An informal raise-your-hand survey of attendees at the SemTech conference in San Francisco this week revealed that a good number of attendees were here for the first time. And one of the early morning tutorials Monday provided a perfect opportunity for many of them to explore the Semantic Web in greater depth, with the W3C’s Semantic Web Activity Lead Ivan Herman Introduction to the Semantic Web session.
During the session Herman explained the various components of the Semantic Web and how they fit together. He started with defining RDF (Resource Description Framework) as the basis for it all, serving as a general model for the triples – the subject-property-object sets — forming a directed, labeled graph, where labels are identified by URIs (Uniform Resource Indicators).
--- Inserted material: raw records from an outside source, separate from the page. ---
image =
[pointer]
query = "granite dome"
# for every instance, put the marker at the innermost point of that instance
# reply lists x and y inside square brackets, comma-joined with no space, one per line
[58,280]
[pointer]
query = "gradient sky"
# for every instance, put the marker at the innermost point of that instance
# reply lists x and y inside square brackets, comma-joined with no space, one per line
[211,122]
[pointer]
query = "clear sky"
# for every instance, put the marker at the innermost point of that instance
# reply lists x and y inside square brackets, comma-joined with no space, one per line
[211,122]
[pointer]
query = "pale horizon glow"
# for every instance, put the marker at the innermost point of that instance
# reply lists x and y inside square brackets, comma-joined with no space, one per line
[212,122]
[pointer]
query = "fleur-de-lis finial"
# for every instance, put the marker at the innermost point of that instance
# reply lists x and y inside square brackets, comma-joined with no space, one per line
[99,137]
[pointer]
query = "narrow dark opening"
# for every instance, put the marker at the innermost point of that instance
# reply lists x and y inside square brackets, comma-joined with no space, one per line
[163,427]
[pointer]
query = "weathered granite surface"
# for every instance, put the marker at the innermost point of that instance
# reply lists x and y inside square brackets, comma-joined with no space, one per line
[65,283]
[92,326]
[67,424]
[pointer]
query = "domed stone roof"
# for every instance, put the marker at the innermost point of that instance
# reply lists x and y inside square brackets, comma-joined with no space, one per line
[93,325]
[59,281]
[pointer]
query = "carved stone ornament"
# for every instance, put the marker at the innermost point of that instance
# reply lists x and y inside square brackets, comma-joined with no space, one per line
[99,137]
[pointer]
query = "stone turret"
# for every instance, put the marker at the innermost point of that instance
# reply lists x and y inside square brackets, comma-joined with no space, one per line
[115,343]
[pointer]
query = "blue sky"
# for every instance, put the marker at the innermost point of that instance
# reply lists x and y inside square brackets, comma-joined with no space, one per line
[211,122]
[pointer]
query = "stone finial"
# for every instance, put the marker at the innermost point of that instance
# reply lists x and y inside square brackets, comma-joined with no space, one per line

And working from there all the way through to OWL and RIF (Rule Interchange Format).
Some highlights of the journey follow:
- Everything in RDF is a resource, including classes that also are a collection of possible resources, and it is the RDF Schema (RDFS) that formalizes the notion of classes and subclasses. “The RDFs defines all the types of URIS—types, class and subclass — and defines how you would use them in a system,” he explained, such as what restrictions apply and what relationships do or can implicitly exist among the resources.
- Options for publishing RDF data range from the not-so-practical, like typing it into an editor in some sort of serialization, which doesn’t scale, to adding RDF data to HTML through microformats, microdata, or RDFa ,which is a complete serialization of RDF. Today, content management systems such as Drupal, or plug-ins to them, can themselves generate pages with RDFa.
- “The other huge source of information are relational databases,” he noted. “That is where most of the data resides and somehow you want to get aces to that data.” A simple export solution is RDF Direct Mapping, a specification that should be finalized by 2012 for providing a standard way to auto-generate data that is in a relational database into RDF. It’s a quick way of getting to RDF data, but what it generates is fairly simple and so somewhat far from the kind of URIs you want at the end of the process. “So there is the necessity for an extra step to transform the output RDF into something closer to the vocabulary you use,” he said. “But for getting into the RDF world as soon as possible, you can do that with RDF Direct Mapping.”
- Also in a working group now and hopefully standardized next year is R2RML, a separate vocabulary that provides finer control over mapping. “It can be more complicated but it gives you more control over the structure of the resultant graph,” he said. “This generates RDF that is directly usable for your application, with the right vocabulary, with the right voice.”
- SPARQL, for complex querying of RDF data (many of the Linked Open Data sets on the web have SPARQL endpoints), is to see a significant update in V. 1.1 that is formally due later this year or next. With that version, you can modify the original dataset, such as adding another type of triple to it. “This is a very powerful thing because here suddenly you don’t just query data but model and manipulate it,” he said. But take care, as there is no security mechanism built into SPARQL per se: “There are issues about access control so you have to be careful about implementations … I don’t hide that the whole issue of access control with RDF is one of the areas where we need extra work. It is not solved,” Herman said.
- SKOS is good for providing simple vocabularies, but OWL (the Web Ontology Language) is needed when an application wants more, whether that is the characterization of properties or equivalence or disjointedness of classes or constructing more complex classification shemes. He told the group that OWL is something they likely have a vision of as being horribly complicated. “And some of it is complicated,” he said, but OWL 2, which is the current standard, has done a better job of showing it is possible to use subsets of OWL such as RL (Rule Language)(rather than the whole enchilada) to build relatively simple ontologies. Oracle is planning to develop an RL engine as part of its environment, for instance, and Ontotext has that as part of its offering already.
- By the way, the standards are set so that there is room to grow. “All the RDF schema terms are included in OWL, so it’s okay to start in one and move to another without disrupting a project that starts small and needs to add new things,” he said. “You won’t destroy what you already have.”
- A simple rules language, RIF can also be an alternative to what OWL can provide. “Very often it is question of your personal experience and affinity,” when it comes to choosing using rules vs. ontologies, he said. “Some people are more comfortable describing things in a classification environment, and that is OWL, while those from the traditional programming world might feel more comfortable by defining rules and using those.”